At Black River
by: Mary Oliver
All day
its dark, slick bronze soaks
in a mossy place,
its teeth,
a multitude
set
for the comedy
the never comes--
its tail
knobbed and shiny,
and with a heavy-weight's punch
packed around the bone.
In beautiful Florida
he is king
of his own part
of the black river,
and from his nap
he will wake
into the warm darkness
to boom, and thrust forward,
paralyzing
the swift, thin-waisted fish,
or the bird
in its frilled, white gown,
that has dipped down
from the heaven of leaves
one last time,
to drink.
Don't think
I'm not afraid.
There is such an unleashing
of horror.
Then I remember:
death comes before
the rolling away
of the stone.
There is no judgement on the part of Mary Oliver here. Nature really isn't good or evil, despite the serpent's guest appearances as Satan in the Bible. Hurricanes are not vindictive. Fires can rejuvenate a forest. Sharks get hungry, as do wolves and lions. The crocodile naps in the warm mud until it needs a snack or is threatened. Then it bellows and barks and brings death to the black river. But there is nothing inherently bad in the crocodile or hurricane or wolf. It's just the way things are.

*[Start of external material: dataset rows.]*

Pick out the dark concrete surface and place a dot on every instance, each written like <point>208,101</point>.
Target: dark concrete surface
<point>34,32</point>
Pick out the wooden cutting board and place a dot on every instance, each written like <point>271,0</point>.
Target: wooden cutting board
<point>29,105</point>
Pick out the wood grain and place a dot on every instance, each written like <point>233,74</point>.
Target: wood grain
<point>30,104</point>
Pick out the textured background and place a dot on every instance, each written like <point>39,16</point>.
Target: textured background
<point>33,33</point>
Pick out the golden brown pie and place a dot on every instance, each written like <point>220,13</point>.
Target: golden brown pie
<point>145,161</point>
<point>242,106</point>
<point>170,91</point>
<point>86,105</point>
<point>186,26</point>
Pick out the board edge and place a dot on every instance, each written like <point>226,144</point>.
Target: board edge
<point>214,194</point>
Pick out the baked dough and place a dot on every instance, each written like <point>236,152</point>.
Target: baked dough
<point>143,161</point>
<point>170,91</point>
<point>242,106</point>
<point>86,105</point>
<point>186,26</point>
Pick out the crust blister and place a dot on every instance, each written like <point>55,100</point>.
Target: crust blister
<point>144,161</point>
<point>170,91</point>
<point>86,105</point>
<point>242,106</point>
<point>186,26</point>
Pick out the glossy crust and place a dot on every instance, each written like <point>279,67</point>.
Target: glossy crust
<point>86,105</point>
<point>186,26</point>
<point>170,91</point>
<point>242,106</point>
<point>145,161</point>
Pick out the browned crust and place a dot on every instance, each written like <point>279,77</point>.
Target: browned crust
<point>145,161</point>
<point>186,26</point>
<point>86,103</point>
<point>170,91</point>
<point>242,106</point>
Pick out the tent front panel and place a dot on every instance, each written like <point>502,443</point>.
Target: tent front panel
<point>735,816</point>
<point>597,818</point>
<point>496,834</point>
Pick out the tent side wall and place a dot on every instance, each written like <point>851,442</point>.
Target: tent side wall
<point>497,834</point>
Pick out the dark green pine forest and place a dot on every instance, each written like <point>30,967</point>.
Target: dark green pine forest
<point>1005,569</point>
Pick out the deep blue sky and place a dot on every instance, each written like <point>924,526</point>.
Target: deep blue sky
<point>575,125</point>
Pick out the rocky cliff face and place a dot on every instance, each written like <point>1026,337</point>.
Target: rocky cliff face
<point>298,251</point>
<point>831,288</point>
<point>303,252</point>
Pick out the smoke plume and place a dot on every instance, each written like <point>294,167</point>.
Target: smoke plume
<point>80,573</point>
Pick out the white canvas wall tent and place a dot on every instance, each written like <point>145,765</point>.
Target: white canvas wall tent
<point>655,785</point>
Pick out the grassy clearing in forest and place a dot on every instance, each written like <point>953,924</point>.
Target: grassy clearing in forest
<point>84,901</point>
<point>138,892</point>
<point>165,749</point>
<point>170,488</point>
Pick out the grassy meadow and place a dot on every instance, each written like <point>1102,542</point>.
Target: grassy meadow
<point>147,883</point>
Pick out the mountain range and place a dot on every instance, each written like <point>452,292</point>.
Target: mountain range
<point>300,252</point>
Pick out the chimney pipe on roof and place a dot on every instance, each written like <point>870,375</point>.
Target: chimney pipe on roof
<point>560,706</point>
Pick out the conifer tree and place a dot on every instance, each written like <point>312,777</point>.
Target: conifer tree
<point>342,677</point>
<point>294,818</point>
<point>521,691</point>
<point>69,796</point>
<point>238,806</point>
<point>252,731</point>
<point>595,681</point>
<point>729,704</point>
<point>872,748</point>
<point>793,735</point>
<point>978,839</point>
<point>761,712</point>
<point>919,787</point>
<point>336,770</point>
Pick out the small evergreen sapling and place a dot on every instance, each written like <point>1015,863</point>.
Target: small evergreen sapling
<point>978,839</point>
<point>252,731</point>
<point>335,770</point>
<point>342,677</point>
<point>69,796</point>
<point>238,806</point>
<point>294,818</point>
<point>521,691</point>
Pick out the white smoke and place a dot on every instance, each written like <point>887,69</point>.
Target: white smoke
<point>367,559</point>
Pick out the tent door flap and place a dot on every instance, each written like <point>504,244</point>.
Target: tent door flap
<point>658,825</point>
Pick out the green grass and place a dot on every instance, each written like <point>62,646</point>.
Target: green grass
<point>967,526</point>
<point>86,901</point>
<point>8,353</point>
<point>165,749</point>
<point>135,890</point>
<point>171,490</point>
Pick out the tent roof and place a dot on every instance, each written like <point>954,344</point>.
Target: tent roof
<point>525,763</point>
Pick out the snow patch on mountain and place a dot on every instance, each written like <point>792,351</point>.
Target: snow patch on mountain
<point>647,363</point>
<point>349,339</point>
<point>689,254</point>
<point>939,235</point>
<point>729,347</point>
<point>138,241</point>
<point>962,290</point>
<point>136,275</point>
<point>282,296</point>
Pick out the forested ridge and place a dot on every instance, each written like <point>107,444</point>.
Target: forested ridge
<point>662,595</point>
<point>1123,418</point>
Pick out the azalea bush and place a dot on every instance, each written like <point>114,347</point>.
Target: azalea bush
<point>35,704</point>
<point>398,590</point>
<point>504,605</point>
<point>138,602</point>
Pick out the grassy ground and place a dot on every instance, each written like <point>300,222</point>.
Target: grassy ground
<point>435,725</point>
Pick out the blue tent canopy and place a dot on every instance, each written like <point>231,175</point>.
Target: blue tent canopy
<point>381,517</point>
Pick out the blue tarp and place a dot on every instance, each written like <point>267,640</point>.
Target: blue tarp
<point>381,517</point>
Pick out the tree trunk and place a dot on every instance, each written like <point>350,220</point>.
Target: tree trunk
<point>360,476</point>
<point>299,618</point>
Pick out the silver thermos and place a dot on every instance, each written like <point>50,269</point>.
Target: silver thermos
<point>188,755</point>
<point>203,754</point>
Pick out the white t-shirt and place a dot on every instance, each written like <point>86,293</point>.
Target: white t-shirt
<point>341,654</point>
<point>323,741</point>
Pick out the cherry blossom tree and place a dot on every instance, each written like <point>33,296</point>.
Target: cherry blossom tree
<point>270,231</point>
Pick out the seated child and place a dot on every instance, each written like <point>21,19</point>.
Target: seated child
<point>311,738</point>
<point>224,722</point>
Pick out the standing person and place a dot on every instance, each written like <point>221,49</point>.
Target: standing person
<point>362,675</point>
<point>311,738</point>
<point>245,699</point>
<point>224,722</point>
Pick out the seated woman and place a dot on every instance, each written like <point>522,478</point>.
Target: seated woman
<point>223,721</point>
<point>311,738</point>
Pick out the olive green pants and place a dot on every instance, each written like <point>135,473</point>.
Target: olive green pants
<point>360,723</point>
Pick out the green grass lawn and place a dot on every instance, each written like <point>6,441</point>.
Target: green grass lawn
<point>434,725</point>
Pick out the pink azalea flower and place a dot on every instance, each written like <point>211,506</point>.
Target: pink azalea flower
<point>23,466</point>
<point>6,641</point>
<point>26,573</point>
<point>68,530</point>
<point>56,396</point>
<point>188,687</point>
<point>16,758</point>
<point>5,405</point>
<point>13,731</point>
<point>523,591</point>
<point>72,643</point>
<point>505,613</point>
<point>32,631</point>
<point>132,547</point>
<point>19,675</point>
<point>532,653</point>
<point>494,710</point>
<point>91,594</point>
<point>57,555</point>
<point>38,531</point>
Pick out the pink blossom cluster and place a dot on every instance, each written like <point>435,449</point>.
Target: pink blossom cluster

I had an unexpected evening off. The library event that was supposed to occur tonight was cancelled. So, I found myself at home quite early, eating dinner with my family and catching up on various writing projects I've been neglecting. I ate some leftover July 4th bratwursts, watched The Shining with Jack Nicholson, and wrote a couple new poems.
I haven't been able to sit down just to write poetry in a long, long time. It felt like I was feeding a part of myself that I didn't know was starving. Two or three hours went by so quickly that I didn't even realize the sun had set. It's almost like my inner poet crocodile had been sleeping in the mud of the black river, waiting for an egret to swoop down from the cypresses for a drink of water.
I'm not sure the poems I wrote were any good, but I wrote them. And it filled me with a joy I haven't experienced in a while. I love what I do at the library, and, for the most part, I love teaching at the university. However, sitting down to write poetry, that is my natural habitat. My black river.
As I said at the beginning of this post, Oliver doesn't see anything she encounters or experiences in the world as good or evil. Even loss and grief are gifts, along with crocodiles and cormorants. Poetry is a gift. Whether you believe it or not, everyone experiences poetry every day of their lives. Those storm clouds are poetry. Sky so blue it hurts the eyes--poetry. The rabbit eating grass in the backyard--poetry. Just because you don't sit down and write a poem about the rabbit doesn't make it NOT poetry.
So, the next time a mosquito drains some of your blood or a crocodile lunges out of the lagoon or a toad hops on your foot, remember that all of it is poetry. Hungry for your attention.
However, Saint Marty will set traps if he sees a mouse poem in his home.